会社の価値は客単価で決まるといわれます。一般的に企業経営においては客単価×客数=売上高が問題になるのですが、客単価が高いということはブランド力が優れていることの証でもありますからとても大切なことなのです。
似たようなサービスやモノでもお店によって値段に差があるのはよくあることです。同じモノなら、高く売り続けられる会社がいい会社であり、また1円でも高く売ることができる営業マンが有能な営業マンです。反対に、同じモノでも「値引きしなければ売れない営業マンは能力がない」と言ったらお分かりいただけるでしょうか。
たとえばレストランの場合、客単価8,000円のA店と15,000円のB店とでは、お料理はもちろんですが、客層も大きく違ってきます。そして、なによりも店員のプライドが違いますから、それは立ち居振る舞いにも当然表れることになります。数量が同じだけ売れるのでしたら、客単価の高いB店の方がいい会社に決まっています。
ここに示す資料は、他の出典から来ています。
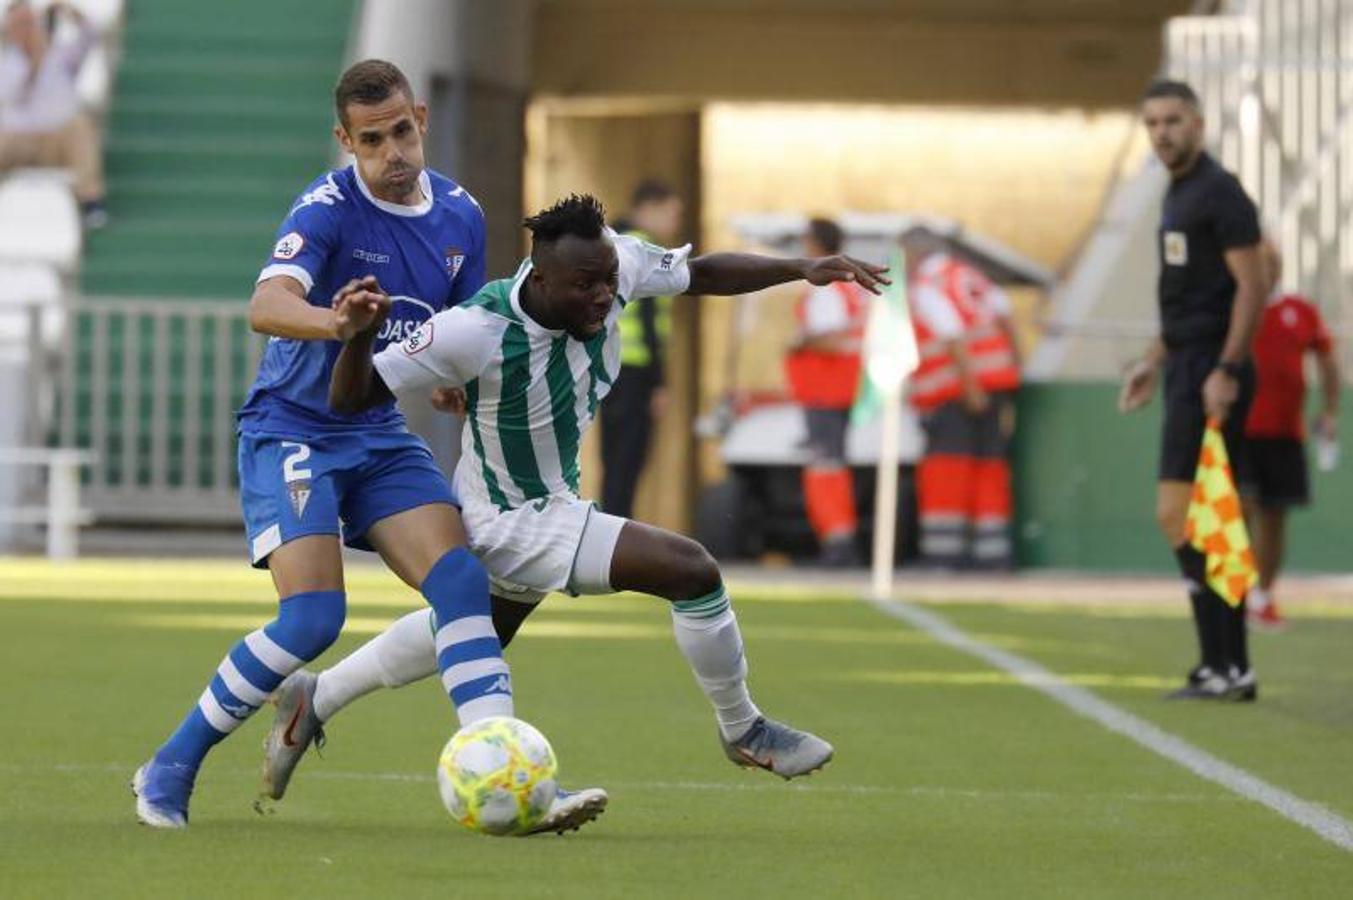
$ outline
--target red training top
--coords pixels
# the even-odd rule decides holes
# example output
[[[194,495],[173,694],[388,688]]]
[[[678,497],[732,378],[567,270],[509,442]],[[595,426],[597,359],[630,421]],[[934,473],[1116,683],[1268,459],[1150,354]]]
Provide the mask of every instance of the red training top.
[[[1270,300],[1254,339],[1259,386],[1245,420],[1245,434],[1256,438],[1302,439],[1306,426],[1307,350],[1329,353],[1330,335],[1320,310],[1305,297],[1284,294]]]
もちろん、1円でも安く消費者にお届けすることに使命感を燃やす会社も存在します。しかし価格破壊は資本力のある会社に任せておけばいいのです。安値戦略は、中小企業は絶対に足を踏み入れてはいけない領域なのです。
ここで値付けが利益にどのように影響するのかを例を使って考えてみましょう。
(例)
客単価が1,000円
売上原価&集客コスト900円
利益100円
このケースでは、売上原価と集客コストに変動がないものとして、売価を10%値上げすることで利益は2倍〈1,000×110%△900=200〉になります。もしくは数量を2倍売ることでも利益は2倍〈(1000△900)×2=200〉になります。
つまり2倍の利益を確保するのには、10%の値上げをするか、数量を2倍売るかのどちらかということになりますが、販売数量を2倍にすることは簡単なことではありません。
ちなみにこのケースでは1%の値上げで利益は10%〈1,000×101%△900=110〉増えるのですから、価格戦略の重要さはご理解いただけるのではないでしょうか。
しかし断っておきますが、同じお客様に高く売りつけることが大事だと言っているのではありません。いかに安易な値下げが利益に悪い影響を与えるのかをお分かりいただきたいのです。